The reason Uber went all-in on containers was that the technology met three key requirements for their MySQL strategy:
- Able to run multiple database processes on each host
- Automate everything
- Have a single entry point to manage and monitor all clusters across all data centers
Known as Schemadock, Uber’s solution means they run MySQL in Docker containers with “goal states” that define their database cluster topology in configuration files. Each container also includes an agent that then applies those topologies to each database.
The key to making this work was creating a centralized service that could both maintain and monitor the “goal states” for each instance while ensuring there would be no configuration or database drift.
Uber level commitment to containers, though, requires a serious technological investment and cultural change. As Uber mentions in their engineering blog, if an organization chooses to implement containers, they must develop core competencies in the following areas:
- Image building and distribution
- Monitoring of containers
- Upgrading experts in Docker or container orchestration
- Log collection
With the Schemadock strategy in place, Uber simply creates a new gold image any time they want to make a configuration, application, or database change. Organizations using this strategy can protect against configuration drift — without the need for Puppet or Ansible — by baking most of their configuration into the Docker Image and then ensuring that the version is actively monitored.

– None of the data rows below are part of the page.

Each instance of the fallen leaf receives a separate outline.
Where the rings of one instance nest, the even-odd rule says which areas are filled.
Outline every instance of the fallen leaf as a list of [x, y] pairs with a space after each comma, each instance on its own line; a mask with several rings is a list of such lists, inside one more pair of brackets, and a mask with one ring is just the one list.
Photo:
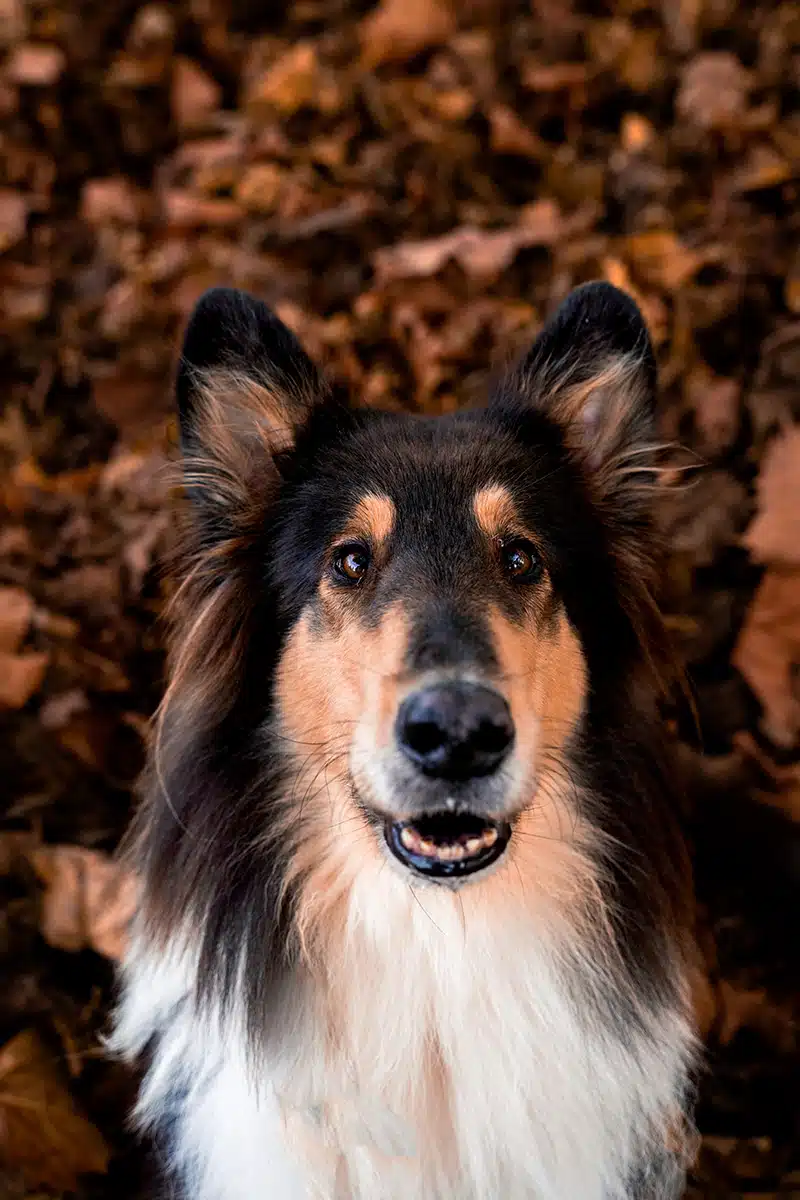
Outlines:
[[731, 176], [733, 192], [760, 192], [765, 188], [778, 187], [797, 174], [797, 166], [791, 165], [771, 146], [753, 146], [742, 165]]
[[585, 63], [543, 64], [530, 62], [522, 68], [522, 85], [532, 92], [560, 92], [582, 87], [589, 78]]
[[742, 541], [756, 562], [800, 566], [800, 428], [785, 430], [764, 455], [758, 511]]
[[49, 284], [20, 283], [0, 289], [0, 313], [12, 325], [33, 325], [47, 316]]
[[13, 46], [25, 36], [28, 13], [25, 0], [0, 0], [0, 46]]
[[800, 698], [794, 685], [800, 666], [800, 569], [769, 568], [731, 661], [762, 704], [767, 735], [779, 746], [793, 745], [800, 732]]
[[162, 378], [130, 369], [94, 378], [92, 399], [128, 441], [163, 423], [169, 407]]
[[0, 651], [13, 653], [27, 634], [33, 618], [33, 600], [16, 587], [0, 587]]
[[133, 874], [108, 855], [82, 846], [39, 846], [30, 857], [45, 885], [45, 940], [59, 950], [90, 947], [119, 960], [136, 907]]
[[86, 712], [88, 707], [89, 700], [86, 692], [80, 688], [72, 688], [68, 692], [60, 692], [57, 696], [51, 696], [49, 700], [45, 700], [39, 709], [39, 720], [42, 728], [55, 733], [68, 725], [78, 713]]
[[529, 206], [524, 223], [509, 229], [485, 230], [462, 225], [442, 237], [401, 242], [376, 251], [373, 263], [378, 282], [435, 275], [451, 259], [468, 274], [497, 275], [510, 266], [525, 246], [547, 246], [561, 234], [561, 219], [552, 201]]
[[0, 651], [0, 710], [24, 708], [42, 686], [49, 662], [50, 656], [44, 653]]
[[790, 1008], [775, 1004], [763, 988], [748, 991], [720, 980], [718, 1020], [722, 1046], [729, 1046], [740, 1029], [755, 1029], [783, 1050], [794, 1044]]
[[750, 82], [750, 72], [727, 50], [698, 54], [684, 67], [676, 110], [700, 129], [734, 128], [744, 116]]
[[196, 196], [182, 188], [169, 188], [163, 196], [167, 224], [178, 229], [208, 225], [223, 229], [242, 219], [242, 206], [224, 197]]
[[109, 1150], [75, 1106], [52, 1056], [32, 1029], [0, 1048], [0, 1162], [28, 1187], [74, 1191], [84, 1174], [105, 1174]]
[[361, 58], [370, 67], [403, 62], [446, 42], [455, 29], [447, 0], [381, 0], [361, 22]]
[[236, 199], [248, 212], [271, 213], [278, 206], [284, 172], [277, 163], [254, 163], [236, 187]]
[[89, 179], [81, 192], [81, 216], [90, 225], [120, 221], [135, 225], [142, 215], [142, 197], [121, 175]]
[[169, 528], [169, 514], [156, 512], [141, 523], [139, 532], [126, 540], [122, 561], [128, 568], [128, 593], [141, 594], [147, 572], [156, 557], [159, 544]]
[[489, 109], [489, 144], [497, 154], [539, 159], [547, 153], [542, 139], [506, 104], [493, 104]]
[[629, 234], [624, 247], [634, 272], [645, 283], [668, 292], [688, 283], [703, 262], [668, 229]]
[[717, 994], [703, 967], [695, 965], [689, 971], [692, 1011], [700, 1037], [705, 1037], [717, 1016]]
[[715, 375], [705, 363], [698, 363], [686, 376], [684, 396], [694, 409], [700, 452], [719, 455], [730, 450], [740, 424], [738, 382]]
[[11, 51], [6, 62], [6, 75], [12, 83], [49, 87], [59, 79], [65, 61], [64, 51], [58, 46], [23, 42]]
[[297, 42], [247, 88], [248, 104], [267, 104], [290, 116], [311, 106], [323, 113], [341, 107], [342, 94], [335, 77], [320, 66], [312, 42]]
[[222, 88], [191, 58], [179, 55], [172, 63], [170, 107], [179, 129], [196, 129], [222, 103]]
[[619, 137], [623, 150], [628, 154], [641, 154], [655, 141], [656, 131], [647, 117], [639, 113], [626, 113], [622, 118]]
[[0, 254], [25, 237], [28, 201], [21, 192], [0, 188]]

For example, when a new version of MySQL is available, the deployment process is simple. First, build the new gold image, then operations shut down containers in an orchestrated fashion, allow them to be destroyed, and then created with new MySQL database builds and updated minions and masters.
With these strategies in place, Uber is no longer dependant on Puppet for database updates. As Uber describes it, the objective is to use agents running on each host container that simply have a “goal state” file that is stored locally and starts a process — much like Puppet used to — every 30 seconds and deploys the latest configuration.
The Agent Process looks like this:
- Is the container running? If not, create one and start it.
- Check replication topology: master or minion.
- Check various mySQL parameters read_only super_read_only syn_big.
- Masters are writable and minions are read-only.
- On minions, for performance related reasons, we turn off binlog fsync.
Uber provides a great use case for containers in production and their roadmap is certainly something DevOps leaders should closely examine to see if containers would work in their organizations.
If 2017 taught us anything about succeeding with automated database, it’s that, focused on delivering immediate customer value to every part of their businesses, organizations are increasingly committing themselves to DevOps principles.
Companies like GitHub, and Uber are already reaping the rewards of a developer and customer-first approach.
By leading with implementing source control, continuous deployment, and a strategy for automating database updates, both of those unicorns are optimizing their development teams’ ability to more quickly deploy feature changes, fixes, and updates almost as soon as the developer finishes coding these changes.
This improved delivery time also leads to a more stable, high-quality build from the previous releases.